8 Then said Boaz unto Ruth, Hearest thou not, my daughter? Go not to glean in another field, neither go from hence, but abide here fast by my maidens:

Ruth turned not back as did Orpah, but she forgot her father's house; bereft of all she once thought dear, with only one friend, she journeyed toward Beth-lehem or the House of Bread.

This is the only place where the daughter of truth can find spiritual food; but must she stop here? No! like Ruth, she must listen to the voice of truth, and go and glean.
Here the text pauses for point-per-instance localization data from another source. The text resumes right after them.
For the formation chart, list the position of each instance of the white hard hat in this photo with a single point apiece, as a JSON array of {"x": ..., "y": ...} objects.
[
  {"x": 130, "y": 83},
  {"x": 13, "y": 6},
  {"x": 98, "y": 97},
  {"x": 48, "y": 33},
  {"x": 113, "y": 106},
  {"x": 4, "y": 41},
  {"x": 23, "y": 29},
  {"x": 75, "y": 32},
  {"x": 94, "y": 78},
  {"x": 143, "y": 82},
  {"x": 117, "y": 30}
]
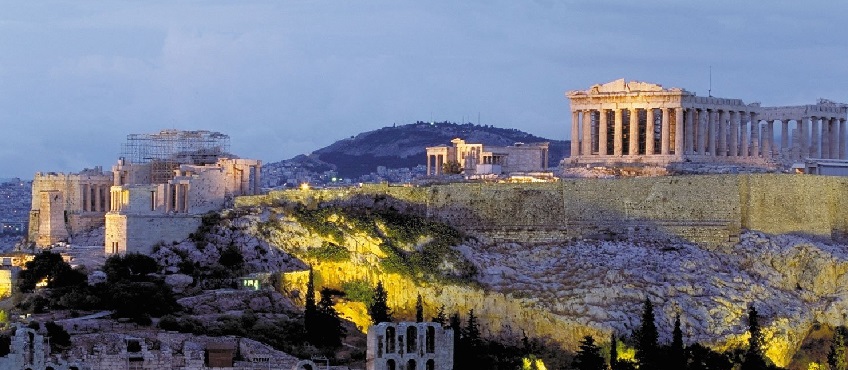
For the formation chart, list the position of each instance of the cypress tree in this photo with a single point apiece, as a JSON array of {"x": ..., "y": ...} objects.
[
  {"x": 379, "y": 309},
  {"x": 836, "y": 356},
  {"x": 589, "y": 355},
  {"x": 441, "y": 318},
  {"x": 677, "y": 356},
  {"x": 419, "y": 309},
  {"x": 613, "y": 352},
  {"x": 646, "y": 345},
  {"x": 331, "y": 330},
  {"x": 754, "y": 359},
  {"x": 310, "y": 311}
]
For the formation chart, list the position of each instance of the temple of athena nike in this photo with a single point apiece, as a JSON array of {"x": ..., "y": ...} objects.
[{"x": 635, "y": 122}]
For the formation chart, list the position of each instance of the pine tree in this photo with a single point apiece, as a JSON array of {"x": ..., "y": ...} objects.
[
  {"x": 471, "y": 332},
  {"x": 836, "y": 356},
  {"x": 419, "y": 309},
  {"x": 310, "y": 311},
  {"x": 331, "y": 331},
  {"x": 646, "y": 345},
  {"x": 676, "y": 355},
  {"x": 754, "y": 359},
  {"x": 613, "y": 352},
  {"x": 379, "y": 309},
  {"x": 441, "y": 318},
  {"x": 589, "y": 355}
]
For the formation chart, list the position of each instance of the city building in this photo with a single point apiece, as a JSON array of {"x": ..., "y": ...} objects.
[{"x": 624, "y": 122}]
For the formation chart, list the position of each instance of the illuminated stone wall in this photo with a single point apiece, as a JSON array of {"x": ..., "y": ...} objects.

Many fields were before Ruth, but it was her hap to light on a part belonging to a mighty man of wealth, whose name was Boaz, the meaning of which is "strength," who proved to be her kinsman. The first command he gave her was not to go into any other field, but to abide fast by the reapers, to follow them, and let her eye rest only on the field they were reaping.

As Gentiles many fields have been before us, but only truth, with her unerring finger, points us to the field of our kinsman, who is indeed a mighty man of wealth, full of strength. Truth bids us not to glean in any other field, but to follow the reapers, who are the prophets, Christ, and the Apostles.*


9 Let thine eyes be on the field that they do reap, and go thou after them: have I not charged the young men that they shall not touch thee? and when thou art athirst, go unto the vessels, and drink of that which the young men have drawn.
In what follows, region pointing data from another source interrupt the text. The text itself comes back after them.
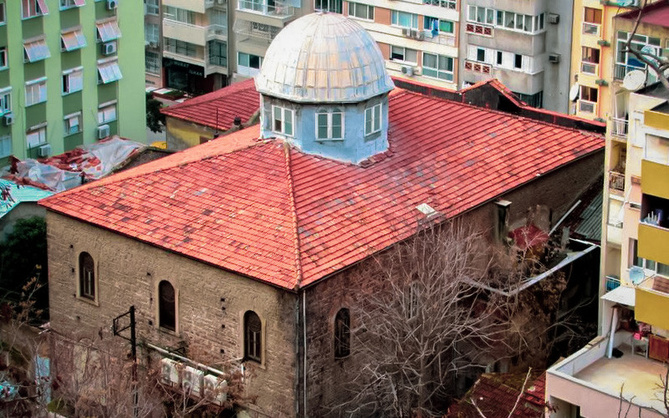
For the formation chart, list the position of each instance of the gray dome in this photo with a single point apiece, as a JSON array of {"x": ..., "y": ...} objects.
[{"x": 323, "y": 58}]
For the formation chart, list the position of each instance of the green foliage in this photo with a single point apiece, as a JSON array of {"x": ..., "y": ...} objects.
[
  {"x": 154, "y": 119},
  {"x": 23, "y": 256}
]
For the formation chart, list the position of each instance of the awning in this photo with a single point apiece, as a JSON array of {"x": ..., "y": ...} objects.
[
  {"x": 36, "y": 50},
  {"x": 73, "y": 40},
  {"x": 109, "y": 72},
  {"x": 108, "y": 30},
  {"x": 623, "y": 295}
]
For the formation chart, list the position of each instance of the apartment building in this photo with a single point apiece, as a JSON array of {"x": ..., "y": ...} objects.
[
  {"x": 524, "y": 44},
  {"x": 633, "y": 346},
  {"x": 599, "y": 63},
  {"x": 186, "y": 44},
  {"x": 68, "y": 74}
]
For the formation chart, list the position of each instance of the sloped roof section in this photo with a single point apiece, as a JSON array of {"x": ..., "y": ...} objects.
[
  {"x": 237, "y": 100},
  {"x": 268, "y": 211}
]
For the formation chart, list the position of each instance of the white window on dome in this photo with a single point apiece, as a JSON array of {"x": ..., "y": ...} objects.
[
  {"x": 36, "y": 137},
  {"x": 282, "y": 120},
  {"x": 330, "y": 125},
  {"x": 73, "y": 80},
  {"x": 373, "y": 119},
  {"x": 36, "y": 91},
  {"x": 106, "y": 113}
]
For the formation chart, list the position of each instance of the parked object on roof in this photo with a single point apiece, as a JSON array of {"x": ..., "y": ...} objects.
[{"x": 64, "y": 171}]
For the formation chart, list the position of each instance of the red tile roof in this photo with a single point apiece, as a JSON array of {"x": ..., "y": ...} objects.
[
  {"x": 496, "y": 395},
  {"x": 269, "y": 211},
  {"x": 239, "y": 99}
]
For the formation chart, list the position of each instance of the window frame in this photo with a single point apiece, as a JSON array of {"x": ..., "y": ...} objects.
[
  {"x": 281, "y": 128},
  {"x": 87, "y": 288},
  {"x": 41, "y": 96},
  {"x": 342, "y": 334},
  {"x": 373, "y": 114},
  {"x": 329, "y": 124},
  {"x": 167, "y": 314},
  {"x": 67, "y": 120},
  {"x": 437, "y": 70},
  {"x": 67, "y": 78},
  {"x": 395, "y": 19},
  {"x": 40, "y": 130},
  {"x": 253, "y": 337},
  {"x": 357, "y": 9},
  {"x": 104, "y": 110}
]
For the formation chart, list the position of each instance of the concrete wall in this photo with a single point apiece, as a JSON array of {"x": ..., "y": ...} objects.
[{"x": 128, "y": 273}]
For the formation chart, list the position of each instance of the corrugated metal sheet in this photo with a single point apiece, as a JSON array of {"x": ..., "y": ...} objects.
[
  {"x": 591, "y": 220},
  {"x": 324, "y": 58}
]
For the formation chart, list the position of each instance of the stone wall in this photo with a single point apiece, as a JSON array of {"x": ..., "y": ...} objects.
[{"x": 128, "y": 273}]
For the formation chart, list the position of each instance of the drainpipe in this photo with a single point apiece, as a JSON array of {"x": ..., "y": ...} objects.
[{"x": 304, "y": 351}]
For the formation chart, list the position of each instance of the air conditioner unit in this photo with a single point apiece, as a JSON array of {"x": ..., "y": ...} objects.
[
  {"x": 109, "y": 48},
  {"x": 44, "y": 150},
  {"x": 407, "y": 70},
  {"x": 214, "y": 389},
  {"x": 103, "y": 131},
  {"x": 191, "y": 381},
  {"x": 169, "y": 371}
]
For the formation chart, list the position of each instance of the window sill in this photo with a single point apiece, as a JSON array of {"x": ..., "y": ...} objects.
[{"x": 93, "y": 302}]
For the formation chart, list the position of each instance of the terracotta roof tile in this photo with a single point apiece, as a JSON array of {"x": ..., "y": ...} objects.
[
  {"x": 268, "y": 211},
  {"x": 239, "y": 99}
]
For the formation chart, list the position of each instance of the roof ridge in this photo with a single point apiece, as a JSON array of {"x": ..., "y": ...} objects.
[
  {"x": 508, "y": 115},
  {"x": 293, "y": 210}
]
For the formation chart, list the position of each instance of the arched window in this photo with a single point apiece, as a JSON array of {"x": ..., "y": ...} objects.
[
  {"x": 252, "y": 336},
  {"x": 86, "y": 276},
  {"x": 167, "y": 317},
  {"x": 342, "y": 333}
]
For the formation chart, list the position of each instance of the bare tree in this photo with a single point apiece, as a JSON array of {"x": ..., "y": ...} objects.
[
  {"x": 658, "y": 63},
  {"x": 436, "y": 316}
]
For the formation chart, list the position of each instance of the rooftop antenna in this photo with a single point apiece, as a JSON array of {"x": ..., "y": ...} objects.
[{"x": 216, "y": 134}]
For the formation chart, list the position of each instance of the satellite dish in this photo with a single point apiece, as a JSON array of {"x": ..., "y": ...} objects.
[
  {"x": 574, "y": 91},
  {"x": 634, "y": 80},
  {"x": 637, "y": 275}
]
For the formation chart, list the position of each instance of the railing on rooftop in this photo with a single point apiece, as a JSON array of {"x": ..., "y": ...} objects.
[{"x": 266, "y": 7}]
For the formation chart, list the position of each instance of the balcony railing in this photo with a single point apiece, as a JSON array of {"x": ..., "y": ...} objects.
[
  {"x": 591, "y": 28},
  {"x": 269, "y": 8},
  {"x": 586, "y": 106},
  {"x": 217, "y": 30},
  {"x": 619, "y": 127},
  {"x": 617, "y": 181},
  {"x": 589, "y": 68},
  {"x": 478, "y": 67}
]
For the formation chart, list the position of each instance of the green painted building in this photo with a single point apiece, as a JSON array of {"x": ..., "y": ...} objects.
[{"x": 71, "y": 72}]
Like Ruth, the daughter of Truth also feels her unworthiness. In a childlike spirit, she bows before her kinsman, saying Why have I found grace in thine eyes, that thou shouldest take knowledge of me, seeing I am a stranger? The kinsman declared he had heard of her fidelity to Naomi; how she had left her father and mother, the land of her nativity, and had joined herself to a people which she knew not before.*

12 Yahweh recompense thy work, and a full reward be given thee of Yahweh God of Israel, under whose wings thou art come to trust.

Boaz rejoiced in her faithfulness, and prayed a reward might be given her by the God of Israel, under whose wings she had come to trust. Ruth was greatly comforted, and prayed she might find favour in her kinsman's sight, for she perceived she was not like one of his maidens. She, like the daughter of truth, was not the natural tree, but by faith she stood. The kinsman invited her to come and dine; she sat beside the reapers, did eat, and was sufficed, after which she repeated her gleaning. *

16 And let fall also some of the handfuls of purpose for her, and leave them, that she may glean them, and rebuke her not.

Her kinsman commanded the reapers to let her glean among the sheaves, and reproach her not, and let fall also some of the "handfuls of purpose," and leave them, that she may glean them, and rebuke her not. Ruth as a stranger, according to the law, could only glean the portion allotted for the stranger, which was the outskirts of the field. As Gentiles we could glean no more, although we have all had the word of truth in our possession; but only truth, beautiful truth, showed us the field of our kinsman. *

19 And her mother in law said unto her, Where hast thou gleaned to day? and where wroughtest thou? blessed be he that did take knowledge of thee. And she shewed her mother in law with whom she had wrought, and said, The man's name with whom I wrought to day is Boaz.

Ruth brought the pure grain to her mother-in-law, for she left the chaff on the threshing floor of her kinsman; and a bountiful supply she brought; so that after she was sufficed, she had a reserve.

Naomi knew she had been in no stranger's field, and declared Ruth's gleanings proved to her that the God of Israel had not left off his kindness to the living, and to the dead. The daughter of truth must thus glean, bringing to the household the pure grain, and plenty of it, so that the faithful may say to her,

"Where hast thou gleaned to-day?"

23 So she kept fast by the maidens of Boaz to glean unto the end of barley harvest and of wheat harvest; and dwelt with her mother in law.

Naomi clearly showed Ruth the mighty man of wealth could alone redeem her, for he was her kinsman.

She charged her to enter no other field, and to keep company with none but the kinsman's reapers. Ruth continued to glean as her kinsman commanded her, until the barley harvest and wheat harvest was ended.

Be faithful unto death. The barley harvest beautifully represents the Old Testament; the wheat the New; but the barley must be reaped first. It is written,

"No man can come to me except the Father which sent me draw him."

The wheat next. Truth whispers to her daughters,

'follow the reapers until the harvest is ended."

If we do this we shall know of the doctrine, and truth will seek for us rest, as did Naomi for Ruth; but like her, we must listen to truth's gentle voice, and say as Ruth did.

"All that thou sayest to me that will I do, for to hearken is better than to sacrifice."